A little while back, I wrote about Joe Harmon for work. Joe is a grad student at North Carolina State University who is building a wooden supercar , The Splinter, for his grad project. His site is pretty well done, with webcams, photos (like the computer render above of the final product), videos, etc. He even blogs about the process of building the car here.
The car looks frickin' sweet, and it will debut at IWF, which is North America's largest woodworking trade show, and I think the second largest woodworking trade show in the world. The car will be ready for show at the show, but it won't be road-ready yet, there'll still be some work that needs to go into it.

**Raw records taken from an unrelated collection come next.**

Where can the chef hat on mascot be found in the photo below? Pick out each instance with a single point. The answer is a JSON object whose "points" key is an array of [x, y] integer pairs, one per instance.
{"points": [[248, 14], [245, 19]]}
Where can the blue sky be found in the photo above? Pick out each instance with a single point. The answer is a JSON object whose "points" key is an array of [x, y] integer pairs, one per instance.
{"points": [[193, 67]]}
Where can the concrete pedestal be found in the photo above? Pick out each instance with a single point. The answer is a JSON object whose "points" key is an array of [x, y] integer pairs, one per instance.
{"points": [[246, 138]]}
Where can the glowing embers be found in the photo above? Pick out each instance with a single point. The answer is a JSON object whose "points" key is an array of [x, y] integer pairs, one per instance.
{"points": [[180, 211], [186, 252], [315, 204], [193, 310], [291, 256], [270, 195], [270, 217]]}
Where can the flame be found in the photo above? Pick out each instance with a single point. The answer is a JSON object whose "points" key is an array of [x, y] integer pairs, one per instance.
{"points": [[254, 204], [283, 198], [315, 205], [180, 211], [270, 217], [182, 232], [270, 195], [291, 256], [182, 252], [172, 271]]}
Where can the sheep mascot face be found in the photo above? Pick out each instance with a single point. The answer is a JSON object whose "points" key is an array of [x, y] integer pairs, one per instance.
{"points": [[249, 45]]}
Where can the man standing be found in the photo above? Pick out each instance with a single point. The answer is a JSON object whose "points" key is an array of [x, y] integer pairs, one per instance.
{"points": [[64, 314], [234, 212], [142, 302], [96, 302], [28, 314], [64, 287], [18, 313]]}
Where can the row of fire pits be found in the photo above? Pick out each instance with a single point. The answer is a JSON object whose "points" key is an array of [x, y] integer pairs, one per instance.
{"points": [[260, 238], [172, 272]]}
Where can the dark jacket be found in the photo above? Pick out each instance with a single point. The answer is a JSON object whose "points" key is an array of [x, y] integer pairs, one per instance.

I was all psyched to see the car, as usually the company I work for sends all the editors in my division down to the show, but alas, this year they're only sending the more senior editors due to budgetary reasons. The publishing industry, as with much of the rest of the country, as been hit pretty hard by this economic crunch thingie I keep hearing rumors about. :(
According to Joe, the car will weigh less than a traditional car made from steel, and the wood has a better strength to weight ratio than steel or aluminum. And it just looks so cool. He's found some innovative ways of using the different woods and getting the wood to do what he wants. For instance, instead of traditional metal leaf springs in the suspension, he used osage orange, which is used in bow making. The panels of the car are made from cherry wood veneers that are cut into strips and woven together into big mats that can be properly shaped. Did I mention that the car looks really cool? (and I'm not a car guy) One of the things that he had to think about while building and designing the car, that he told me about during the interview, was figuring out a way to house the engine without having the car start on fire.
The show is just 8 days away, and I can only imagine the amount of nearly around the clock work that must be going into the car to get it ready. Joe is probably getting very little sleep about now. My fellow editors have promised to take pictures for me. I'd like to meet Joe in person, maybe he'll be around at some other show in the future with some equally impressive and massive project.